Our investments in equity securities and convertible preferred stock of other biotechnology companies are included in other investments and are carried at a cost of $2.0 million as of December 31, 2002.

At December 31, 2002 and 2001, equipment under capital leases was approximately $31.3 million and $11.5 million, respectively, with accumulated amortization of approximately $15.8 million and $3.0 million, respectively.

Effective September 24, 1999, Tularik executed a license agreement with Lilly under which it obtained an exclusive, worldwide, royalty-bearing license to make, use and sell pharmaceutical products containing a compound that Tularik refers to as T64 and is also known as lometrexol. In connection with this agreement, Tularik paid $3.0 million to Lilly as an initial license fee and agreed to make specific milestone and royalty payments upon successful commercialization of T64. Under the agreement, Lilly granted the Company a license to its proprietary technology relating to T64 and also a sublicense under an exclusive license granted to Lilly by Princeton University relating to T64. In June 2002, the Company announced that it had ceased development efforts for T64. In accordance with the terms of the license agreement, the Company notified Lilly of its intent to terminate the agreement in October 2002. The termination became effective in January 2003. As a result of this termination, the Company is not obligated to make any further payments of any kind to Lilly.

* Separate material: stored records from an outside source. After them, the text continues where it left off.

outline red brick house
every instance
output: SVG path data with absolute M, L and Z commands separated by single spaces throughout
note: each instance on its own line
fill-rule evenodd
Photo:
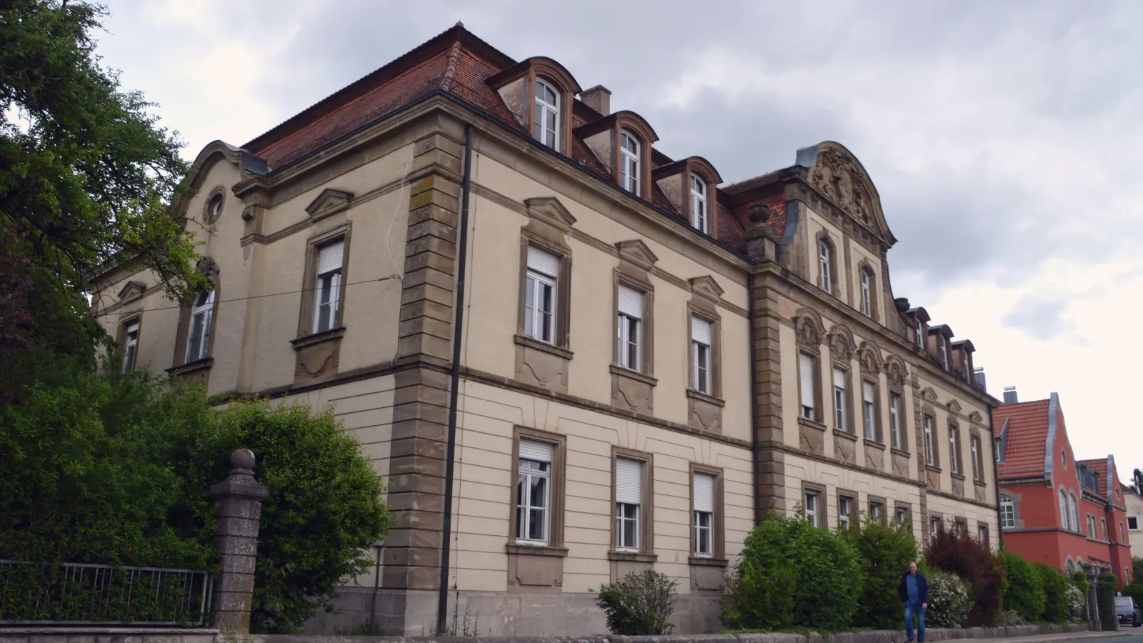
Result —
M 1006 402 L 992 415 L 1005 549 L 1061 570 L 1094 565 L 1130 582 L 1114 458 L 1076 460 L 1058 395 L 1020 403 L 1006 391 Z

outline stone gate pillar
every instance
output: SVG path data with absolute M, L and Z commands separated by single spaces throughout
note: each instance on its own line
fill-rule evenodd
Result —
M 215 546 L 222 554 L 214 588 L 214 626 L 222 634 L 249 634 L 254 595 L 254 564 L 258 553 L 262 501 L 270 490 L 254 479 L 254 452 L 239 448 L 230 457 L 226 479 L 210 487 L 217 503 Z

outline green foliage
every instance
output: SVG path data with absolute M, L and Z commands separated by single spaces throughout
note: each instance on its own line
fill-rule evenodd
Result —
M 596 604 L 607 616 L 607 629 L 623 636 L 663 636 L 674 626 L 678 581 L 655 570 L 631 572 L 599 588 Z
M 997 624 L 1005 592 L 1004 559 L 983 542 L 956 530 L 942 530 L 926 551 L 929 564 L 968 581 L 973 608 L 968 625 L 990 627 Z
M 1064 574 L 1044 563 L 1032 565 L 1044 587 L 1044 612 L 1039 620 L 1047 622 L 1064 622 L 1068 620 L 1068 579 Z
M 973 590 L 968 581 L 954 573 L 934 571 L 929 581 L 929 609 L 925 614 L 929 627 L 962 627 L 973 608 Z
M 1119 629 L 1119 618 L 1116 616 L 1116 587 L 1119 582 L 1114 574 L 1102 573 L 1095 584 L 1095 597 L 1100 603 L 1100 622 L 1104 632 Z
M 82 0 L 0 3 L 3 384 L 30 348 L 94 355 L 103 335 L 85 293 L 109 262 L 154 269 L 176 296 L 203 283 L 186 222 L 166 207 L 182 191 L 182 144 L 102 68 L 104 17 Z
M 382 485 L 326 410 L 234 403 L 142 372 L 59 363 L 0 407 L 0 557 L 210 570 L 214 502 L 239 447 L 270 487 L 251 627 L 293 632 L 370 564 L 387 527 Z
M 861 589 L 861 561 L 847 537 L 800 515 L 770 516 L 746 537 L 722 620 L 729 629 L 837 632 L 853 622 Z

At December 31, 2002, the Company’s aggregate commitments under non-cancelable lease arrangements as amended subsequent to year end (see Note 13), were as follows:

Equipment and leasehold improvements financed under capital lease arrangements are included in property and equipment and related amortization is included in depreciation expense. Interest rates on leases range from 6.5% to 10.4%.

In December 2000, the Company entered into a capital lease agreement that provided for up to $7.2 million of equipment financing through November 2001 and carried interest of approximately 8.7%. Eligible equipment included computer, laboratory and office equipment. Upon termination of the lease agreement, the Company is required to renew the lease or purchase the leased equipment at the then existing fair market value. The Company has also the option to buy-out the equipment at set prices six months before termination of the lease. In July 2001, the Company assumed approximately $0.4 million of capital lease liabilities as a result of the acquisition of the CAMD business from Protherics. The leases carried rates ranging from 7.4% to 14.2% and expire between January 2002 and January 2004.

In May 2001, Cumbre entered into a lease agreement and has committed to make $1.2 million in minimum aggregate payments over a seven-year period. Tularik will be guarantor of this lease until Cumbre achieves a net worth of $100 million.

In December 2001, Tularik entered into a build-to-suit lease agreement for three buildings in South San Francisco totaling approximately 280,000 square feet. The facilities will become available in May 2003 through May 2006. The Company is committed to make $335.0 million in minimum aggregate rental payments over a 19-year period.

In March 2002, Cumbre entered into a capital lease facility which provides for up to $5.0 million of equipment financing through 2003. The interest rate is determined as draws are made against the capital lease facility and is calculated based on the yield of the three year Treasury Note and will be greater than or equal to the prime rate plus one percent. The interest rate for amounts outstanding as of December 31, 2002 under the capital lease facility ranged from 8.53% to 10.37%. The capital lease facility is collateralized by the underlying equipment. As of December 31, 2002, Cumbre had $0.8 million available under the capital lease facility.

In December 2002, the Company entered into a capital lease facility (the “Facility”), which provides for up to $15.0 million of equipment financing through 2006. The interest rate is determined as draws are made against the Facility and is calculated as the yield of the four year Treasury Note plus 4.05%. The interest rate for amounts outstanding as of December 31, 2002 under the Facility was 6.95%. The Facility is collateralized by the Company’s assets (other than equipment subject to a pre-existing agreement that would prohibit such an encumbrance, and its intellectual property) and contains financial covenants which require the Company to maintain minimum liquidity equal to the greater of five months of operating cash or the product of all outstanding obligations under the Facility multiplied by 1.5. In the event the Company defaults under the financial covenants, the Company would be immediately required to pledge a certificate of deposit equal to the amount outstanding under the Facility. As of December 31, 2002, the Company was in compliance with the covenants and there was $7.5 million available under the Facility.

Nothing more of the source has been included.